A computer model backed up with field work proved that the uninterrupted use of glyphosate alone (i.e., five applications per season per year) would result in glyphosate resistance within four years. The computer model is part of a project to study weed resistance. Syngenta collaborated on the project with university weed scientists Paul Nev., University of Warwick, England; and Ken Smith and Jason Norsworthy, both from the University of Arkansas.

While the project showed weed resistance developed, it also showed that diversifying herbicide modes of action and herbicide-tolerant traits play a role in breaking the resistance development cycle.

“With the computer model, we were able to run thousands of scenarios, and the results were surprising,” said Norsworthy. “We knew utilizing residuals and reducing the soil-seed bank were key pieces of the puzzle. What we didn’t know was that early-emerging weeds produce exponentially more seeds than those that emerge with crop competition. With more seeds, there is a much higher probability that one of those seeds could be a resistant mutant.”

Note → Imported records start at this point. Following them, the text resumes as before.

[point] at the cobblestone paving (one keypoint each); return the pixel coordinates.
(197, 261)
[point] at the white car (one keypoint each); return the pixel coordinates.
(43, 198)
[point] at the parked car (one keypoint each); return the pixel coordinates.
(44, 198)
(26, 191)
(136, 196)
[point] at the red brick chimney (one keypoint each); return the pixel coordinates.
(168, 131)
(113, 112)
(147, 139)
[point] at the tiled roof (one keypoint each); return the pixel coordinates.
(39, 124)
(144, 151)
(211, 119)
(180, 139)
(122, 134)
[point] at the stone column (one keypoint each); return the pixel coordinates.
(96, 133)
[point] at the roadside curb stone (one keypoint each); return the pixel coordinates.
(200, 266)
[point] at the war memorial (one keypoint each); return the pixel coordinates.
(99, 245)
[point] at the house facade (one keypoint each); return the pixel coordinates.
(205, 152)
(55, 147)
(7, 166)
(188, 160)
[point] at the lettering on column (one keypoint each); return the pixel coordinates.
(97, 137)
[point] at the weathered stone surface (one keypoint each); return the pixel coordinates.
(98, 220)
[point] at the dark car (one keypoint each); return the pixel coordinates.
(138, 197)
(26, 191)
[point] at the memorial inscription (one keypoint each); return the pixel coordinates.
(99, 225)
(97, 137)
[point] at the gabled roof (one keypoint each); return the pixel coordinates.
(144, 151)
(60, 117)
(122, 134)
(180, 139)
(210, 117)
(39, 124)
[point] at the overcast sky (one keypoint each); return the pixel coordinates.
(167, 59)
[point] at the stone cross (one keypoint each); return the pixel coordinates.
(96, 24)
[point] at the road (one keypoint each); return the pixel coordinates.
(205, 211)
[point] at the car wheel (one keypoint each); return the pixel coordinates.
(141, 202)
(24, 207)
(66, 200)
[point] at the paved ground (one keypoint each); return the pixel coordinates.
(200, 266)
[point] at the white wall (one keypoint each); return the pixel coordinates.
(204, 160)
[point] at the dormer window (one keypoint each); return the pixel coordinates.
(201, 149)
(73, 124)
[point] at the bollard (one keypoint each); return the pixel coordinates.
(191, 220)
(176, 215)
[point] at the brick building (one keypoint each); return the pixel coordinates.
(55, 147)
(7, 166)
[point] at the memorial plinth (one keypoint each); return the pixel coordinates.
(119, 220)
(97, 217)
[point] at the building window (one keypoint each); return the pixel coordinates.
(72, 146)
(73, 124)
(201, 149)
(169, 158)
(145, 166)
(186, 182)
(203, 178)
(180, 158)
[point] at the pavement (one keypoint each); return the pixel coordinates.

The key takeaway is growers who practice “zero tolerance” or not allowing Palmer amaranth to emerge and set seed have been able to transform disaster fields into highly productive acres again.

Les Glasgow, head of Weed Management Strategies at Syngenta, noted, though highly competitive, Palmer amaranth can be controlled with proactive weed-resistance management and recommended a few key tips for success, including:

  • Plant into clean fields following tillage or use herbicides like Gramoxone to burndown weeds.
  • Apply a preplant or preemergence residual herbicide like Boundary or Prefix in soybean to prevent weed emergence.
  • Overlap an early postemergence residual herbicide like Flexstar GT 3.5 in soybean.
  • Remove weed escapes from fields before they seed set.